The context-aware multi-feature embedding module 424 may encode local and global contextual information on the appearance and spatial features. Local contextual information may refer to local to the human 430 and the object 432 only. Accordingly local contextual information may look into the immediate pixels surrounding and adjacent to each of the human 430 and the object 432 individually. In embodiment, the local contextual information may be based on for example, the bounding boxes 404 (the human-crop) and 408 (the object-crop). The global contextual information may be based on the human and object collectively, which may be based on the bounding box 406, the human-object crop. Thus, the global contextual information may refer to the immediate pixels surrounding and adjacent to the human 430 and the object 432 collectively.

Referring to FIG. 7, the dotted lines illustrate that local contextual encoding may be applied to the human and object appearance features. In some embodiments, pose-based human appearance features 524 may be concatenated 702 with the pose aware spatial features 620 to obtain local context on the human 430 individually. Similarly, in some embodiments, object appearance features 422 may be concatenated 706 with the pose-aware spatial features 620 to obtain local context on the object 432 individually. This way, the context region (local context) around the human 430 and the object 432 may be encoded individually.

The dashed lines in FIG. 7 may refer to global contextual encoding. In some embodiments, pose-based human appearance features 524, pose-aware spatial encoding features 620 and object appearance features 422 may all be concatenated 704 to obtain global context. Accordingly, the scene or environment attributes around the human-object proposal region as a whole entity may be encoded.

In some embodiments, outputs 708, 710, and 712 of each concatenation operations 702, 704, and 706 respectively, may be passed through neural networks (716, 718, and 720 respectively) for performing non-linear transformations. In some embodiments each of the pose-based human appearance features 524 and object appearance features 422 may be passed through neural networks 714 and 722, respectively, for applying non-linear transformations. As may be appreciated by a person skilled in the art, the neural networks (e.g., 714, 716, 718, 720 and 722) may help find improved combination or representations of the incoming appearance (human and object) and spatial feature vectors, where both local and global context are human-object centric.

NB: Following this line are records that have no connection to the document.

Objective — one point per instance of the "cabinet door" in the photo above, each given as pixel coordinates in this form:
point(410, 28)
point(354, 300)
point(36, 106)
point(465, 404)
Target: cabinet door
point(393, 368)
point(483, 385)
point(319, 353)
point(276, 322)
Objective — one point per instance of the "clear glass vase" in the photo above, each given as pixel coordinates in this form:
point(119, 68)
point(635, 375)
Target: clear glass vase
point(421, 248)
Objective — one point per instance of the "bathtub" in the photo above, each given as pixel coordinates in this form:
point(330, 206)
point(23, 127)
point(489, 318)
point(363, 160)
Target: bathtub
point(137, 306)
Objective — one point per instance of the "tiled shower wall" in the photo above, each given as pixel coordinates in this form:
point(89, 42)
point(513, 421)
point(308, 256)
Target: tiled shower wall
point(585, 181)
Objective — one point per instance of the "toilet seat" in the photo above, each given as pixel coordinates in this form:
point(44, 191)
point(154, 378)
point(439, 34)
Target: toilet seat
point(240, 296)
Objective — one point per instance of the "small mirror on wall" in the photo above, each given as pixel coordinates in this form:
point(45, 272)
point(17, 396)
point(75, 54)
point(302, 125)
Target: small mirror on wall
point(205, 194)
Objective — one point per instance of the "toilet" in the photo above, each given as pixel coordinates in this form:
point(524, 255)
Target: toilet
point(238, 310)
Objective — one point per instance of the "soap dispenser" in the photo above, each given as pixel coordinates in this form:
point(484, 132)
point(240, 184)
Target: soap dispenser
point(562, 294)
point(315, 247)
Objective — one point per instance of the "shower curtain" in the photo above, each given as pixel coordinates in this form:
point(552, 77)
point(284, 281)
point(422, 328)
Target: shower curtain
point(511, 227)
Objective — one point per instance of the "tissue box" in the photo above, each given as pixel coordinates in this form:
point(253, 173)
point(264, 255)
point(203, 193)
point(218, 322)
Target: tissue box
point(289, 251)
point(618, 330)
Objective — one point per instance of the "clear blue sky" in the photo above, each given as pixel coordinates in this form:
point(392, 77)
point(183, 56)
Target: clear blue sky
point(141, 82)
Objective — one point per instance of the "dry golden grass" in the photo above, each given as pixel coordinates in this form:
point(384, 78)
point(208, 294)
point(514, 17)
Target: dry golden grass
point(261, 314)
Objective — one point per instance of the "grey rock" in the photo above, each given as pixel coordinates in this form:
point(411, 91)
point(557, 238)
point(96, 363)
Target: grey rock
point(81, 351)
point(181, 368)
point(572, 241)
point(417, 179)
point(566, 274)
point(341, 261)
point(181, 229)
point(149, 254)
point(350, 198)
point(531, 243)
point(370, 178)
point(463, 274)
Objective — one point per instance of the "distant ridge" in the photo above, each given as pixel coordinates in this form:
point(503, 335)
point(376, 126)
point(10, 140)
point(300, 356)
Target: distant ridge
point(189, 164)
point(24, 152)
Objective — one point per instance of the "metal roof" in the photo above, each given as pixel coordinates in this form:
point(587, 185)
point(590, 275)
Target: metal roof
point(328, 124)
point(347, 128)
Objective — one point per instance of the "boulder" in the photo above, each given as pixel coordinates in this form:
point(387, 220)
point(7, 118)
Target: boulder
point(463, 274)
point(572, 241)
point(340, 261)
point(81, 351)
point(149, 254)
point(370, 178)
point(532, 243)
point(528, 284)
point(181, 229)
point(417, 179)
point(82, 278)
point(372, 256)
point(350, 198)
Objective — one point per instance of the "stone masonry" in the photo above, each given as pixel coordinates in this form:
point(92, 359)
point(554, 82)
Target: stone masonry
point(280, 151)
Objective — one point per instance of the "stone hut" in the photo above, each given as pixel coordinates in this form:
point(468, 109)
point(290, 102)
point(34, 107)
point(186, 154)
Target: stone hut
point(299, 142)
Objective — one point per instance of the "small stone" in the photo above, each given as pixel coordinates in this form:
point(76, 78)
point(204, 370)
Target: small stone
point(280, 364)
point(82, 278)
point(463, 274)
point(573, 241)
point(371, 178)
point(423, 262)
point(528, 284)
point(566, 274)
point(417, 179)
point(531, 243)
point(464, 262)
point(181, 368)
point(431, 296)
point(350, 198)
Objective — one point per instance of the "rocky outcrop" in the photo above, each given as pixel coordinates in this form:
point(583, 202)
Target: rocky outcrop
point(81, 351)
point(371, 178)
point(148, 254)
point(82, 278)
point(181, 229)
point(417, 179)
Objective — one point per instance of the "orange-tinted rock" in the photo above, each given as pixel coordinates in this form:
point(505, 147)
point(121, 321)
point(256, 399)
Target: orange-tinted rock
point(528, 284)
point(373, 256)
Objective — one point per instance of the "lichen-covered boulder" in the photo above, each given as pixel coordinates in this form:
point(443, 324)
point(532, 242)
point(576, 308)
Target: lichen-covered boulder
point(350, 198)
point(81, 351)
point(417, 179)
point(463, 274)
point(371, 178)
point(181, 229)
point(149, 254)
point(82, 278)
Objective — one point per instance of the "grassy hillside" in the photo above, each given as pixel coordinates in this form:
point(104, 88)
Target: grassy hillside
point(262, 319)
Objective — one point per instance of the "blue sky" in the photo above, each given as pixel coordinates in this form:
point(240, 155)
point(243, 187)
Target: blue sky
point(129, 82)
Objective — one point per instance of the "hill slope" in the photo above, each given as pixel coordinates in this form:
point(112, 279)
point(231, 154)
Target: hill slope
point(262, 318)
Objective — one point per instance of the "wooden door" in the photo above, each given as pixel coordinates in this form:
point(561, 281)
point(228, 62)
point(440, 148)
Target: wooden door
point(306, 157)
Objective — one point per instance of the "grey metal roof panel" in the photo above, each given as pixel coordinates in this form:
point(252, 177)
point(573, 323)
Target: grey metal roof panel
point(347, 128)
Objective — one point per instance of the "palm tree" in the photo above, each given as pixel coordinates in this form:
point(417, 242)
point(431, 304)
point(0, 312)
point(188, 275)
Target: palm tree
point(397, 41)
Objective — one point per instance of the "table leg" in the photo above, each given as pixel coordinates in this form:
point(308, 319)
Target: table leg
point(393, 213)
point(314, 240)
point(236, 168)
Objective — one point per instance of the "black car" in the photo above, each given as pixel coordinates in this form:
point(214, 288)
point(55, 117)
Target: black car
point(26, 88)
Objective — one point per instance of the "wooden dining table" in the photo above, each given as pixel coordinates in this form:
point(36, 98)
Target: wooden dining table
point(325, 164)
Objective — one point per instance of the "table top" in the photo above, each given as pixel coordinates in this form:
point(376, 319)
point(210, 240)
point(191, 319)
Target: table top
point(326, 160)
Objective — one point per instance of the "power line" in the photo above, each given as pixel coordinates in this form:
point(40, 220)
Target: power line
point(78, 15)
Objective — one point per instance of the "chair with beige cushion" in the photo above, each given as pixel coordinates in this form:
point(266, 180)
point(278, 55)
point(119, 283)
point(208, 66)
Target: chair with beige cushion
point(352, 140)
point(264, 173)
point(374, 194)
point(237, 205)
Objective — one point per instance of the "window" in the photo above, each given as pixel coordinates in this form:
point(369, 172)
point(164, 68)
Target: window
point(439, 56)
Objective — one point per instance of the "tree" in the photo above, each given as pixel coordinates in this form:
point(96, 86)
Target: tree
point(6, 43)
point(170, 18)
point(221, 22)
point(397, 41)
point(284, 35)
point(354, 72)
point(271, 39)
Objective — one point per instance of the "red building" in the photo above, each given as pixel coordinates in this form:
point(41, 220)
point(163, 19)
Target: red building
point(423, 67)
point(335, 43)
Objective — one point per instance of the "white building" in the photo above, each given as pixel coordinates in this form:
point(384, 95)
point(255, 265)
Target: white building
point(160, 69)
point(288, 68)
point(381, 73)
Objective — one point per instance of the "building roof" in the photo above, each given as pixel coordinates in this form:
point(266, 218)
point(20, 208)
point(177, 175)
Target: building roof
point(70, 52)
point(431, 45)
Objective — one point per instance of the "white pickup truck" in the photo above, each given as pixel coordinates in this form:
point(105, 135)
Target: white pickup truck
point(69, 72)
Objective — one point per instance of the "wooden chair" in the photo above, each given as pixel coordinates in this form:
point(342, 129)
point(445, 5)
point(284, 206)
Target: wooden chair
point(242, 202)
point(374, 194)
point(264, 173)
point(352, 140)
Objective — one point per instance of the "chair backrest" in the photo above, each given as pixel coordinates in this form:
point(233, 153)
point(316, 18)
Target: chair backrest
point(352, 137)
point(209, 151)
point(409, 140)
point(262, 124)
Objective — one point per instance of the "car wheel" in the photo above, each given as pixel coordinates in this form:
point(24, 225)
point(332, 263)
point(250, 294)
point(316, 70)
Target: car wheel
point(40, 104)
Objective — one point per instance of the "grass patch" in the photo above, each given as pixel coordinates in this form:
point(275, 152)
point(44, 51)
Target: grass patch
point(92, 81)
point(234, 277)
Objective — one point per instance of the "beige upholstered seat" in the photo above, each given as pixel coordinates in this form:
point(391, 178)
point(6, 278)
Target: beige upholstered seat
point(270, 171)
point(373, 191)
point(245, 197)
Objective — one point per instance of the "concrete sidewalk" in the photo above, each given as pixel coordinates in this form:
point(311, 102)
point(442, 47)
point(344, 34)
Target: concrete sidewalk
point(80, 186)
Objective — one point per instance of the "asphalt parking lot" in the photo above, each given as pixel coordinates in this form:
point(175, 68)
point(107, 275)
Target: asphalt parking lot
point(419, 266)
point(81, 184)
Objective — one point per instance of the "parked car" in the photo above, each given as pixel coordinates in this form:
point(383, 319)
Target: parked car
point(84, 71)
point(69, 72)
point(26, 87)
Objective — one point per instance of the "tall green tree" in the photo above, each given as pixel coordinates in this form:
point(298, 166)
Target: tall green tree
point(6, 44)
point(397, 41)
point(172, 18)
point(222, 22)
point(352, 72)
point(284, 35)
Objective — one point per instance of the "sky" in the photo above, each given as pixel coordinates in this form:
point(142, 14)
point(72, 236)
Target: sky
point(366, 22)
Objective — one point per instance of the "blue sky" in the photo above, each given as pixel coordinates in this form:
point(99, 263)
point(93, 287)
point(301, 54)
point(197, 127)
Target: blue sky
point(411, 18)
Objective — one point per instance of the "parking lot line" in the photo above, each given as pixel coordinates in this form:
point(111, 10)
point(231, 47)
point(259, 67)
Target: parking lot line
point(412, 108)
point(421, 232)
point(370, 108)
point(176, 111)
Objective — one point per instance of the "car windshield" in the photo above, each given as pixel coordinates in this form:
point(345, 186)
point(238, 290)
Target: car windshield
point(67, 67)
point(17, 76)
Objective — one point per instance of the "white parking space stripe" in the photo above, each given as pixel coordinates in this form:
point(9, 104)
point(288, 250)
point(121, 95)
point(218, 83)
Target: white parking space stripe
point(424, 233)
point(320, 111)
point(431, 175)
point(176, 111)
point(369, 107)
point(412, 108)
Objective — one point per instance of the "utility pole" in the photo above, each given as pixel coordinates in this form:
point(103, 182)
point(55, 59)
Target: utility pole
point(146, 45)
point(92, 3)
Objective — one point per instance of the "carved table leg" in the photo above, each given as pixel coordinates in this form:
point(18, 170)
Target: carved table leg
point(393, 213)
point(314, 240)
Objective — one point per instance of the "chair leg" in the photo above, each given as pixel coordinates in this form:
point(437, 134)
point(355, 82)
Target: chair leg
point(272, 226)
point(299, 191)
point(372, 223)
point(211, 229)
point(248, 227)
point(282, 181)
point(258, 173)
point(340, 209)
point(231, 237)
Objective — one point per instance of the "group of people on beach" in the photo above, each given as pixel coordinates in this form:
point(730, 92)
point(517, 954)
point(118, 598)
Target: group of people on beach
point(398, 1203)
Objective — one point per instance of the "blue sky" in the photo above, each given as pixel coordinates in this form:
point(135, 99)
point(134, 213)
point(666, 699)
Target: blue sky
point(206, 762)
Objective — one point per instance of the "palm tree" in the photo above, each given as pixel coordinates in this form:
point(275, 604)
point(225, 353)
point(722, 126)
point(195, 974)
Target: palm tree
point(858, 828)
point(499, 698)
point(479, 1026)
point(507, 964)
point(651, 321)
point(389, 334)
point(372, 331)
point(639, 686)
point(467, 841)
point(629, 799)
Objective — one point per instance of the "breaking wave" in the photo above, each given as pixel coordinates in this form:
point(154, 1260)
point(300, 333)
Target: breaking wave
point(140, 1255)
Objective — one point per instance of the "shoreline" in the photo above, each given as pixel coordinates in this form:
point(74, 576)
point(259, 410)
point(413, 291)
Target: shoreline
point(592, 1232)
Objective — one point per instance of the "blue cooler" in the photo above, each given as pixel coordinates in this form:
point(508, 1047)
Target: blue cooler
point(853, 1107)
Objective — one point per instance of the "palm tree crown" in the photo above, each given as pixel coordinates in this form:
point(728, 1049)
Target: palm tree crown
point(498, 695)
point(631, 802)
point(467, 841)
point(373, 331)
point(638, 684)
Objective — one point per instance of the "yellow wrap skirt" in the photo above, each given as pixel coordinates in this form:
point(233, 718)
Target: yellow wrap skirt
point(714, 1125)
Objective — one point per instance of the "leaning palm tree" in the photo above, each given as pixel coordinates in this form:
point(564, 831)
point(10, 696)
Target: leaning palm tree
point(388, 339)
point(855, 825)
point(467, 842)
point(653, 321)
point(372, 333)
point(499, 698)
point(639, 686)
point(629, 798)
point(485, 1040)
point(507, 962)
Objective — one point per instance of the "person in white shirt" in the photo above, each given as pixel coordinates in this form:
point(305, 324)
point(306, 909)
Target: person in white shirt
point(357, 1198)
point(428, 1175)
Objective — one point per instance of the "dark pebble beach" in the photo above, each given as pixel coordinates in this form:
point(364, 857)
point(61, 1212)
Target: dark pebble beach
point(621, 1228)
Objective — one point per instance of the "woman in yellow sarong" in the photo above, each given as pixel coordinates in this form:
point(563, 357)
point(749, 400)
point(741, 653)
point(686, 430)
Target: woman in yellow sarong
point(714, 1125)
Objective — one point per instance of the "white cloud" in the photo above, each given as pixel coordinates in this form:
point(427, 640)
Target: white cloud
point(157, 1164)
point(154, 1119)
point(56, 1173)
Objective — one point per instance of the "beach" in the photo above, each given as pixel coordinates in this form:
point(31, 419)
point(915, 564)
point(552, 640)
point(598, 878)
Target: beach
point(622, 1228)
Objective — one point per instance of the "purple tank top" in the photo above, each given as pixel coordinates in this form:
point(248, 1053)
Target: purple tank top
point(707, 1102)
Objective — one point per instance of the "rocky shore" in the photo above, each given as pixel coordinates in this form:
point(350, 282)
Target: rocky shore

In some embodiments, the one or more resultant feature vector outputs (e.g., 724, 726, 728, 739 and 732) of the neural networks (714, 716, 718, 720 and 722 respectively) may be concatenated 730 for the HOI network 400 to jointly learn the local and global context. In some embodiments, the output of the concatenation operation 730 may be further passed through a neural network 734, where the output nodes may be equal to or indicate the number of HOI classes. The neural network 734 may be a dense neural network for applying the required non-linear transformations, as may be appreciated by a person skilled in the art. In an embodiment, the output nodes of the neural network 734 may correspond to a number of actions (or HOI classes) for which the neural network 734 may be trained. Examples of HOI classes or actions may include human-hit-tennis, human-hold-tennis racket, human-ride-bike etc. Accordingly, for each HOI class, the neural network 734 may generate an output 736 indicating a probability of the HOI class for the human-object proposal 402.

Embodiments described herein may provide for incorporating contextual features surrounding the human-object pair to improve feature representations. As described herein, local context may focus on the humans and objects separately and conditioned on the human-object pair. Further, global context may focus on the appearance and spatial features combined.

A person skilled in the art may appreciate that neural networks referenced to FIG. 5-7 (e.g., neural networks 510, 512, 522, 610, 618, 714, 716, 718, 720, 722) may refer to any neural network capable of performing the required operations as described herein. Although deep neural networks may be used to perform the non-linear transformations, since embodiments provide for applying multiplicative and concatenative operations on features derived from bounding boxes and human-object proposal as described herein, use of shallow neural network to perform the non-linear transformation of the referenced neural networks may be sufficient.

In some embodiments, the HOI network 112 reference in FIG. 1 with respect to pipeline 100 may be the HOI network 400 described herein. Accordingly, in some embodiments, the output from HOI network 112 (e.g., HOI network 400) may indicate the HOI class as referenced in FIG. 7 with respect to the neural network 734. Accordingly, use of HOI network 400 in pipeline 100 may provide for a more accurate pipeline applications as described herein.

Embodiments described in reference to the HOI network 400 may provide for improved spatial encoding that may enhance learning visual relationships. Embodiments may further provide for an HOI network that learns representations of interacting and non-interacting pairs of humans and objects. Embodiment may further provide for appearance features conditioned on human pose features as described herein.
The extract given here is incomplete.